Всё-таки от этой патриархальности с пейзанизмом я явно глупею. Ведь давно же сказано: «ни одно доброе дело не остаётся безнаказанным». Толпа «коневладельцев» сначала сдержано оценила мою добрую волю («ну-ну, давно пора»), потом несдержанно — удивление («а остальные где?»). Я-то вернул тех лошадей, которые были у меня. Остальные остались в Рябиновке. А «паукам» всё едино. «Эти… тама… новосёлы хреновы… лошадей покрали…». Сунувшийся в дискуссию Хрысь со своим местным аналогом умиротворяющей фразы: «надо обождать, всё — в порядке очереди» получил дрекольем по голове, и понеслось.
«Порядок очереди». Глубокий смысл выражения доступен только той небольшой части человечества, которая с гордостью может сказать о себе: «Я родом из СССР». Я — могу. Но иногда как-то забываю. А зря.
Времена «великого и могучего, созданного волей народной». В магазине выбросили подарки ветеранам. Не в смысле — в контейнер для отходов, а в смысле — на прилавок. Народ в очередь построился, ждёт-волнуется.

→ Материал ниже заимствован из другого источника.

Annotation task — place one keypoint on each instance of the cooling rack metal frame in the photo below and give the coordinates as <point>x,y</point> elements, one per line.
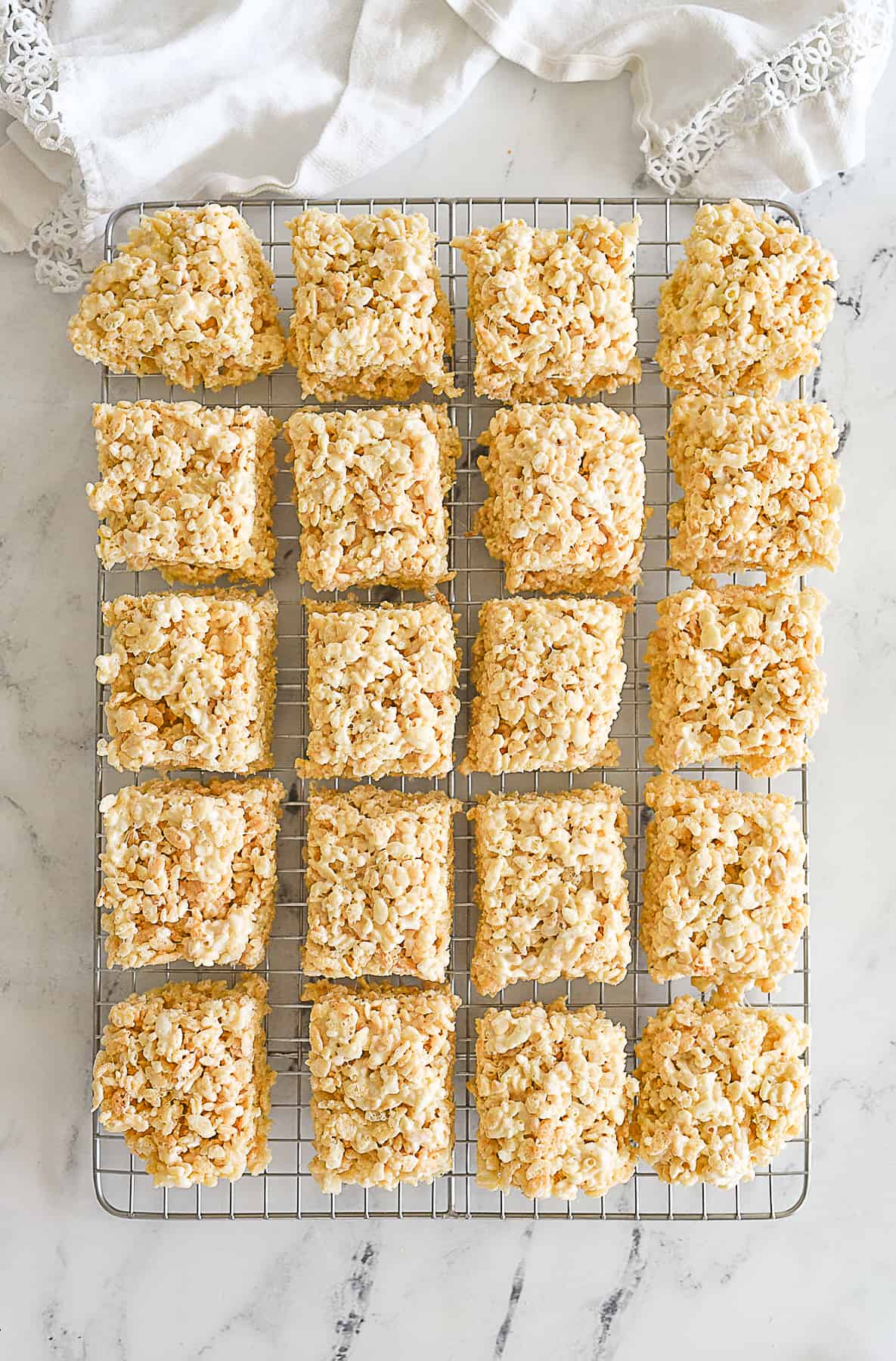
<point>287,1189</point>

Номерки на руках пишет, знакомых-родственников с корочками и иконостасами вызванивает, дедушек-бабушек с одров подымает. Тут выходит продавщица, семь-на-восемь, восемь-на-семь в хорошо стиранном, но в прошлом году, белом халате и сообщает:
– Евреи отовариваться не будут.
Несколько человек из очереди ушли. Остальные выражают. Удивление и возмущение — тихо, радость и удовлетворение — во всеуслышание.